Las bolsas europeas comienzan la jornada con descensos cercanos al 0,5%. La tensión geopolítica ha escalado, especialmente tras los recientes ataques de Estados Unidos a objetivos en Irán, lo que ha llevado a Teherán a prometer una "respuesta aplastante". En este contexto, Washington ha retirado la exención que permitía a Irán vender petróleo en los mercados internacionales, acción que el Ministerio de Asuntos Exteriores iraní califica de violación del acuerdo de paz. Como resultado, el precio del crudo Brent ha aumentado hasta 76 dólares, reavivando preocupaciones sobre la inflación.
Esta semana, se han publicado datos que indican que las reservas de crudo estratégicas de Estados Unidos han alcanzado su nivel más bajo desde 1983, lo que coloca a los mercados en una situación más frágil ante posibles problemas futuros de suministro. Al mismo tiempo, la rentabilidad del bono estadounidense a diez años ha aumentado en aproximadamente tres puntos básicos, alcanzando un máximo de un mes del 4,565%.
En el panorama empresarial, se observa una caída en las acciones del sector tecnológico, marcada por la fría recepción de los resultados financieros de Samsung, a pesar de que éstos fueron considerados impresionantes. La atención se centra en los resultados empresariales que se presentarán en las próximas semanas. La Reserva Federal de Estados Unidos está a punto de publicar las actas de su última reunión de política monetaria, la primera bajo el nuevo presidente, Kevin Warsh, donde se decidió, por unanimidad, mantener los tipos de interés.
En cuanto a la situación de las empresas, el Banco Santander ha llevado a cabo una reestructuración de su negocio en Asia-Pacífico, designando un nuevo liderazgo y destituyendo a su máximo responsable en Pekín. La entidad está redirigiendo su enfoque hacia Japón, Corea del Sur y el sudeste asiático, según informa el Financial Times.
Por otro lado, el margen de refinado de Repsol, que representa la diferencia entre el costo de producción de petróleo y el precio de venta tras su refinado, ha experimentado un notable incremento del 137% en comparación interanual durante el segundo trimestre. El margen medio por barril entre abril y junio fue de 14 dólares, superando los 10,9 dólares del primer trimestre de este año y los 5,9 dólares del segundo trimestre de 2025. Repsol estima que su producción alcanzará los 558.000 barriles diarios en el segundo trimestre.
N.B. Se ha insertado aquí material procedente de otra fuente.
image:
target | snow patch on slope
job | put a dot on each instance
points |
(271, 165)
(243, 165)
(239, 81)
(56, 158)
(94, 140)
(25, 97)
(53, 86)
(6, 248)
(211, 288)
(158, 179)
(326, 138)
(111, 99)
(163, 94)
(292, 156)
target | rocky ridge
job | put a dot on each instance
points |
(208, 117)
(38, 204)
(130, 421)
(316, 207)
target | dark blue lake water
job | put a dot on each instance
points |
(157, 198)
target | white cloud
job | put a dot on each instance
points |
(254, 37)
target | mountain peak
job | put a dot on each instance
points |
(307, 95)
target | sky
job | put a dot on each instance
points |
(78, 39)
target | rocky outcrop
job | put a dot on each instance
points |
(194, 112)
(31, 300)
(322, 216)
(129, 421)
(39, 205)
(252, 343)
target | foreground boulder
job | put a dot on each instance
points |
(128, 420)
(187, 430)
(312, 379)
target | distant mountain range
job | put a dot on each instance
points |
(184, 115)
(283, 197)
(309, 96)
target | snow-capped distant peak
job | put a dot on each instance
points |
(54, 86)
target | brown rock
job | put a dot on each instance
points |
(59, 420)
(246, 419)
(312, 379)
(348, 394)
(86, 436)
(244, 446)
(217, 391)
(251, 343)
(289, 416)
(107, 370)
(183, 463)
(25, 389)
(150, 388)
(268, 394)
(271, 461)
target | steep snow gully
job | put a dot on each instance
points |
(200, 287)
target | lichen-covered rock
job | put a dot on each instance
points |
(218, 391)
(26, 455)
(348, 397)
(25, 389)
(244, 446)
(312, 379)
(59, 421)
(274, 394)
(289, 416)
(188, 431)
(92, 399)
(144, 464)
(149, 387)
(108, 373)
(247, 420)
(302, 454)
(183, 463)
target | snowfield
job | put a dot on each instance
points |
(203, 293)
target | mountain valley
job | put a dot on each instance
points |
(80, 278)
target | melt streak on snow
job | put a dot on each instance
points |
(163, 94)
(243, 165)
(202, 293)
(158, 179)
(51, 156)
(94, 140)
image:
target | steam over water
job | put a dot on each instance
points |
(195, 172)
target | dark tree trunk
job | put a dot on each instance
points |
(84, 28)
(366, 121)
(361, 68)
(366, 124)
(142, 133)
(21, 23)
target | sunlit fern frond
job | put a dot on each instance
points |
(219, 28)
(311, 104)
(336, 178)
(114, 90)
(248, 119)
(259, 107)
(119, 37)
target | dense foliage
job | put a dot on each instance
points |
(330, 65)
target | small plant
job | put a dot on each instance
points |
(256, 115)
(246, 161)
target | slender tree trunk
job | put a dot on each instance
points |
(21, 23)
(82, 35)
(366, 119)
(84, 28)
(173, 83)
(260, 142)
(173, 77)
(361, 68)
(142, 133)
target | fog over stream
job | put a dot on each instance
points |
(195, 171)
Contexto: En los últimos meses, la economía española ha enfrentado varios retos, incluidos los efectos de la inflación y la volatilidad de los precios del petróleo. La tensión internacional influye en el mercado energético y en las decisiones de las empresas que operan a nivel global. El Banco Santander, uno de los principales bancos en España, ha estado adaptando su estrategia en respuesta a las condiciones del mercado, mientras que Repsol se beneficia de un entorno de precios más altos en el sector energético. La actualización de las perspectivas económicas por parte del Fondo Monetario Internacional también será un factor a seguir con atención en las próximas semanas.